Corporate profits today are very very low. They are unsustainably low. They must be boosted or the corporations will crumble.
Today:
US 10-Year Treasuries pay 3.875%
US Corporations borrow at just over 5.09%
But globally, corporations are making just 4.66%.
How does one pay a 5.09% loan by investing in assets (factories, office-space, computers etc.) and making only 4.66%?
You can’t.
You can’t, it is impossible and It would make more sense to sell one’s assets and lend-out the money.
Banker: “If I make a business loan today. I can bundle it with other loans and sell it for 5.09% so . . . any loan I make must be at a higher rate than that.”
.
.
. New/expanding businessman: “If borrow money to buy computers and office space and stuff, after hiring employees and paying them, I’ll make only 4.66% on the assets I bought so . . . I cannot take the loan. I will not open or expand my business.”
Businessman operating an ongoing business: “Even though I am 100% debt free, if I keep my business open, I will make only a 4.66% return on all the business’s assets. But if I close the business and sell the assets I’ll make 5.09% by putting the money in corporate bonds (or 3.875% tax-free in gov’t bonds). I am not an idiot. I am going to close the business and invest in bonds.”
What would you say about a company with a market cap of 4.5B, EPS of -2.88, EBITDA of -110M, net profit margin of -10,000+%, and return on equity of -8.6%?
Anyone care to tell me corporations are making too much profit? They are earning economic rents? They need to be broken up? They are gouging the consumer? They are under-paying their workers? They should pay more taxes?

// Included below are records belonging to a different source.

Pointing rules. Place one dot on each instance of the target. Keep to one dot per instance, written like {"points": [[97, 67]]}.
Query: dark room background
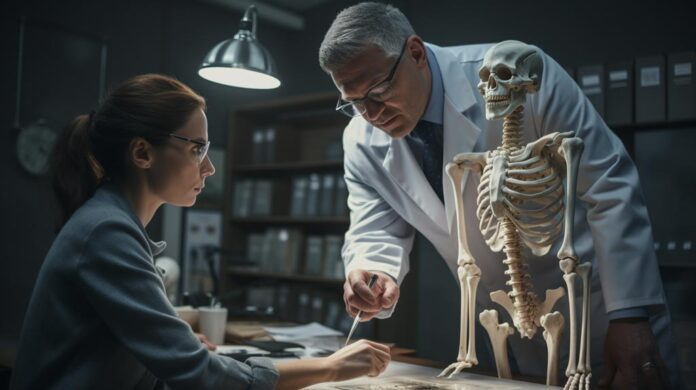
{"points": [[61, 79]]}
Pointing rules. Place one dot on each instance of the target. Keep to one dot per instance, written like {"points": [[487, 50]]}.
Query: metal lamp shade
{"points": [[240, 62]]}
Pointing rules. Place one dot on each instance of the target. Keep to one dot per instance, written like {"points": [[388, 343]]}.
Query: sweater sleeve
{"points": [[119, 279]]}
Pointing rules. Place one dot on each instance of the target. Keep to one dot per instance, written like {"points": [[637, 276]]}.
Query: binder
{"points": [[291, 250], [243, 192], [327, 194], [255, 242], [298, 202], [332, 256], [258, 150], [303, 307], [269, 251], [619, 93], [650, 89], [270, 145], [591, 82], [681, 86], [313, 256], [312, 205], [263, 197]]}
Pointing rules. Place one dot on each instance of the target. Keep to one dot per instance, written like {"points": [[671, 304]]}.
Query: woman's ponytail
{"points": [[93, 148], [74, 170]]}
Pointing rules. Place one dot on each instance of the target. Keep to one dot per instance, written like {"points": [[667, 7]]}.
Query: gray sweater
{"points": [[99, 316]]}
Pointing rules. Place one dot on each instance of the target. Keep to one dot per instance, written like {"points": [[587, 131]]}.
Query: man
{"points": [[414, 107]]}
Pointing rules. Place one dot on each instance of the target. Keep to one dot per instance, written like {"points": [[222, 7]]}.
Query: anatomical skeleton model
{"points": [[521, 201]]}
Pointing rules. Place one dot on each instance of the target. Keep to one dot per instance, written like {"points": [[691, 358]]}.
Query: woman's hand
{"points": [[357, 359], [204, 340]]}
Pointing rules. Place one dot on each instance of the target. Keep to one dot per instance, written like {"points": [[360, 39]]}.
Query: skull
{"points": [[510, 70]]}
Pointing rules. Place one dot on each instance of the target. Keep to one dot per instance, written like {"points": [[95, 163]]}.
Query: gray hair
{"points": [[358, 27]]}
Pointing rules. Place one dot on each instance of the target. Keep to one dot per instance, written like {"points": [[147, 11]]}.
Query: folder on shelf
{"points": [[289, 253], [313, 195], [270, 144], [258, 150], [269, 251], [650, 89], [328, 184], [255, 242], [243, 192], [681, 86], [313, 255], [591, 82], [303, 307], [298, 202], [619, 96], [332, 256], [263, 195], [341, 198]]}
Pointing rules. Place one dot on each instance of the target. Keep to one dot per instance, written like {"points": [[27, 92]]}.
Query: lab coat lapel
{"points": [[401, 164], [460, 133]]}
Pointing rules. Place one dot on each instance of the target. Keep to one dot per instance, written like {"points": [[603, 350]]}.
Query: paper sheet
{"points": [[408, 376], [293, 333]]}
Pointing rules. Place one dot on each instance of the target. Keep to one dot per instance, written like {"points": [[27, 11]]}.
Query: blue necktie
{"points": [[426, 142]]}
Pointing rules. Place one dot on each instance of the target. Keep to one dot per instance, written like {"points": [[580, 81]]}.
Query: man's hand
{"points": [[631, 357], [357, 296]]}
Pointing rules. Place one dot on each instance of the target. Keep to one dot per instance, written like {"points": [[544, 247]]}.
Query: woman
{"points": [[99, 316]]}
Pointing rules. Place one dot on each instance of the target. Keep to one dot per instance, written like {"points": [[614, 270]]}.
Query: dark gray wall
{"points": [[59, 83]]}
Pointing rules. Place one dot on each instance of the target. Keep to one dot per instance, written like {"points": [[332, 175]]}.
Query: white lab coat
{"points": [[389, 196]]}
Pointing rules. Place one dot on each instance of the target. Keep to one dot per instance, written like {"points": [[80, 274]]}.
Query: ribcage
{"points": [[530, 196]]}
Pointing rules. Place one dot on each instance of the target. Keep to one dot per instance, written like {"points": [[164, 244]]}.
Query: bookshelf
{"points": [[285, 211]]}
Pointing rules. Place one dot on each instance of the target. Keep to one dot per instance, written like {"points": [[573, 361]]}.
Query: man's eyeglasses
{"points": [[378, 93], [200, 152]]}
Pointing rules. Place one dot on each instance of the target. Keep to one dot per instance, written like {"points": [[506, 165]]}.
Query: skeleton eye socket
{"points": [[484, 74], [503, 73]]}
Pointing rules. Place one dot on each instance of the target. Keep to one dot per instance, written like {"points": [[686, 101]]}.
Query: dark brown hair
{"points": [[93, 148]]}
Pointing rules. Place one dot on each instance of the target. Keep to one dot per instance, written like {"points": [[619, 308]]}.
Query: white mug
{"points": [[212, 323]]}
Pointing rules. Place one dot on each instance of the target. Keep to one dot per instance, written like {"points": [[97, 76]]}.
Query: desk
{"points": [[406, 369], [410, 376]]}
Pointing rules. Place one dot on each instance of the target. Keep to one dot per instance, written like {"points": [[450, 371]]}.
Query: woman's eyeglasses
{"points": [[199, 152]]}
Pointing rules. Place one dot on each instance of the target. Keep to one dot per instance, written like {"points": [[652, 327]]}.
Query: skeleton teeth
{"points": [[493, 99]]}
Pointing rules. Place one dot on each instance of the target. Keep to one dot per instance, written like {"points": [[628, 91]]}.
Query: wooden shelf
{"points": [[664, 125], [245, 272], [288, 167], [286, 220]]}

Today it costs more to borrow money than businesse make (on average) from whatever they spend it on.
If it’s always gonna be like this, the economy is doomed. Maybe we need more consumer spending, like . . . Americans are saving too much, borrowing and spending too little?
Unlikely because of housing costs. Im not one of those people that believes higher consumer spending is always good but that doesnt appear to be an issue.
If your company is publicly traded, look up its return on assets.
Some types of industry don’t need a lot of assets. (Video streaming service.)
Some do (windmill factory, EV plant etc,)
Those who do need assets are in so much trouble the economy-wide picture is very very bleak. They’d be better-off closing down and investing the money they get elsewhere. Fortunately, even for them, it is only a snapshot.
Wait, are corporations hoarding cash or are they using it for buybacks?
Make up your mind.
Oh I get it.
You did not look up any facts or figures.
You didn’t even think about any you heard recently.
You just imagined what would make your political ideas look right imagined that to be the case, now you’re passing that off as fact.
Is that it?
Im just looking at my own prospects and its dramatically improved. Its almost like the stock market is a market of stocks and gambling and if i wanted to learn more about actually running businesses i wouldnt ask a glorified gambler, i’d ask my manager. We’ve had so much business my manager had to hire a couple of temps at least. Feels good man.
But a company’s ROA is not about the stock market.
ROAs are bad men’s the underlying company is (in a temporary snapshot sorta way) doing badly.
Sometimes the market price reflects that sometimes it does not.
That is just one of the reasons stock prices are not a good economic indicator.
So what do you think about the fact that a broad swath of the largest companies earn so little on the assets at current? (Not even enough to stay in business if this were a long-term thing)
Does that mean the economy is good or bad?
Does that mean corporations are greedy and earning too much?